Physicist Michael Nielsen points out (http://michaelnielsen.org/blog/three-myths-about-scientific-...) that peer review is historically rare (just one of Einstein's 300 papers was peer reviewed! the famous _Nature_ did not institute peer review until 1967), has been poorly studied (http://jama.ama-assn.org/cgi/content/abstract/287/21/2784) & not shown to be effective, is nationally biased (http://jama.ama-assn.org/cgi/content/full/295/14/1675), erroneously rejects many historic discoveries (one study lists "34 Nobel Laureates whose awarded work was rejected by peer review" (http://www.canonicalscience.org/publications/canonicalscienc...); Horribin 1990 (http://jama.ama-assn.org/content/263/10/1438.abstract) lists others like the discovery of quarks), and catches only a small fraction (http://jama.ama-assn.org/cgi/content/abstract/280/3/237) of errors. And fraud, like the one we just saw in psychology? Forget about it (http://www.plosone.org/article/info%3Adoi%2F10.1371%2Fjourna...);

> "A pooled weighted average of 1.97% (N = 7, 95%CI: 0.86–4.45) of scientists admitted to have fabricated, falsified or modified data or results at least once –a serious form of misconduct by any standard– and up to 33.7% admitted other questionable research practices. In surveys asking about the behaviour of colleagues, admission rates were 14.12% (N = 12, 95% CI: 9.91–19.72) for falsification, and up to 72% for other questionable research practices....When these factors were controlled for, misconduct was reported more frequently by medical/pharmacological researchers than others."
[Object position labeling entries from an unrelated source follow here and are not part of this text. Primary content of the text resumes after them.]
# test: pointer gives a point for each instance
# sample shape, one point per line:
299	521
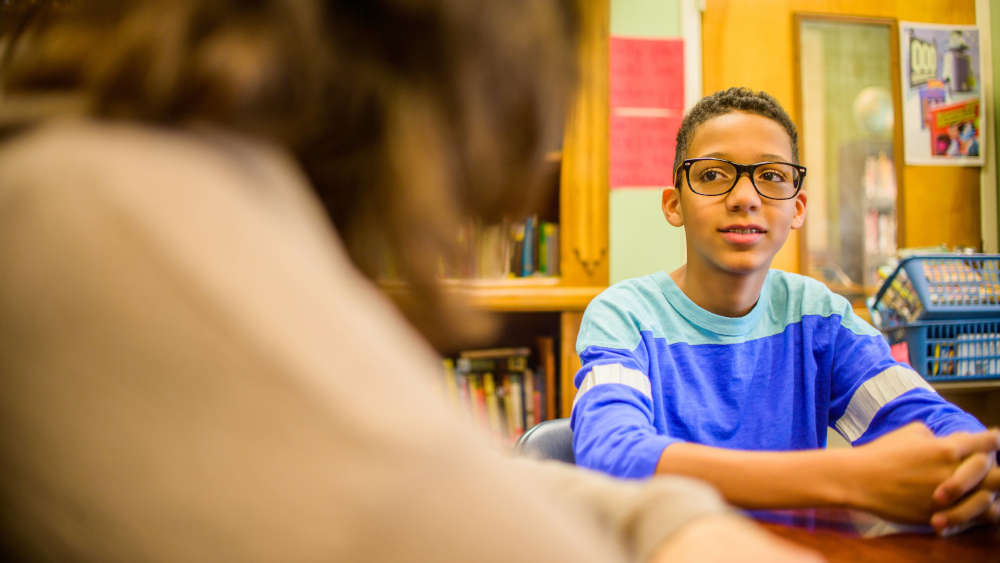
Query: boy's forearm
756	480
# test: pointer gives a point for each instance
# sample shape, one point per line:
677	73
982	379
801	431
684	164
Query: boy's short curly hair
726	101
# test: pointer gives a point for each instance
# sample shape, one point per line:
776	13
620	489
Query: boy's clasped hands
909	475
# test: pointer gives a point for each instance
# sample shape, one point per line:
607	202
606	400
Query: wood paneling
583	192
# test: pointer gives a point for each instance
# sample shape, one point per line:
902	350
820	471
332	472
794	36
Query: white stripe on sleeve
614	373
873	395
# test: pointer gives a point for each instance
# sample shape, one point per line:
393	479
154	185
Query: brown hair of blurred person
403	138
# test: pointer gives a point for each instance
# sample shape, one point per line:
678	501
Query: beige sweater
193	371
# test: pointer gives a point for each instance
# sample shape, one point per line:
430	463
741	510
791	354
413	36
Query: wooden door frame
897	110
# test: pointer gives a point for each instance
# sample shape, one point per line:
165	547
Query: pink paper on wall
647	104
647	73
642	150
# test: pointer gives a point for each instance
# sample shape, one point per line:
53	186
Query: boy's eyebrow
765	157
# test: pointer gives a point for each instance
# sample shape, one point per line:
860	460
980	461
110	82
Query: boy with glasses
731	372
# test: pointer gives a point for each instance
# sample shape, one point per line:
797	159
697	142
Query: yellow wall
750	43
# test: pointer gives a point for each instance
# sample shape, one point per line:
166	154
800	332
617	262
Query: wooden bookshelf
524	294
582	187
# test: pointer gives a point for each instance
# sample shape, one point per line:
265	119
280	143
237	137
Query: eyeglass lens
716	177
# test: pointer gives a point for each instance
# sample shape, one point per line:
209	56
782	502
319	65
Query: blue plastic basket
937	287
952	350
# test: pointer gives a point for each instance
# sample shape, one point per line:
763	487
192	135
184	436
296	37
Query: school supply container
946	309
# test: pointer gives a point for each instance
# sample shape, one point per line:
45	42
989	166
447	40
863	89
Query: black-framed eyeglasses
717	176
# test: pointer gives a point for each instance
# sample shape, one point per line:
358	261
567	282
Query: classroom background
838	68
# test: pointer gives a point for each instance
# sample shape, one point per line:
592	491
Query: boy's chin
745	264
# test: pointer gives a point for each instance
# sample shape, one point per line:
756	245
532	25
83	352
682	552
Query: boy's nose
743	195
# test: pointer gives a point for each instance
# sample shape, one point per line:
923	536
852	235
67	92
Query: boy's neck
722	293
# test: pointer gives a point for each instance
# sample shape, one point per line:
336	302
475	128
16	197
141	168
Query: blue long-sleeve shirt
659	369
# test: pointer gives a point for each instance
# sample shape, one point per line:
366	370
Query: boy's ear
800	210
671	205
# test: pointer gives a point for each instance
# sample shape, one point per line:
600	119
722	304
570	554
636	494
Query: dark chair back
549	439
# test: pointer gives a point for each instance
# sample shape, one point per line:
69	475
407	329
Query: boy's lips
742	234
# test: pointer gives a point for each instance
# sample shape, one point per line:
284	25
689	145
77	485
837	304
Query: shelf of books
539	272
506	390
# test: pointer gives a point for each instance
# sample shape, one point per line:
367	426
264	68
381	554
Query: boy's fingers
970	473
975	505
965	444
992	480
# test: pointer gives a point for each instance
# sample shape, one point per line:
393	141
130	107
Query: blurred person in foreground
196	365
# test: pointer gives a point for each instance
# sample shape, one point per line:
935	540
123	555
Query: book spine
528	254
494	421
547	363
450	383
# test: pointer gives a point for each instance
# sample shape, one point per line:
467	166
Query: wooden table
849	535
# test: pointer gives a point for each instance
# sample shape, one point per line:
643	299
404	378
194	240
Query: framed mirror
851	141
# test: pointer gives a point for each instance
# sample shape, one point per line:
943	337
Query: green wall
640	239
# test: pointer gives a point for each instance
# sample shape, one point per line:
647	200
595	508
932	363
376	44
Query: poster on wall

No, peer review is not the secret sauce of science. Replication is more like it.


Your conclusion seems to be: why do we need peer review if the results are this bad?

But an alternative perspective might be: think of how much worse things would be _without_ peer review.


> But an alternative perspective might be: think of how much worse things would be _without_ peer review.

Hey, I have this elephant repellant for sale. I know it works awesome because I haven't ever seen any elephants around here. (I also cited historical data about the absence of peer review working, you know, pretty well.)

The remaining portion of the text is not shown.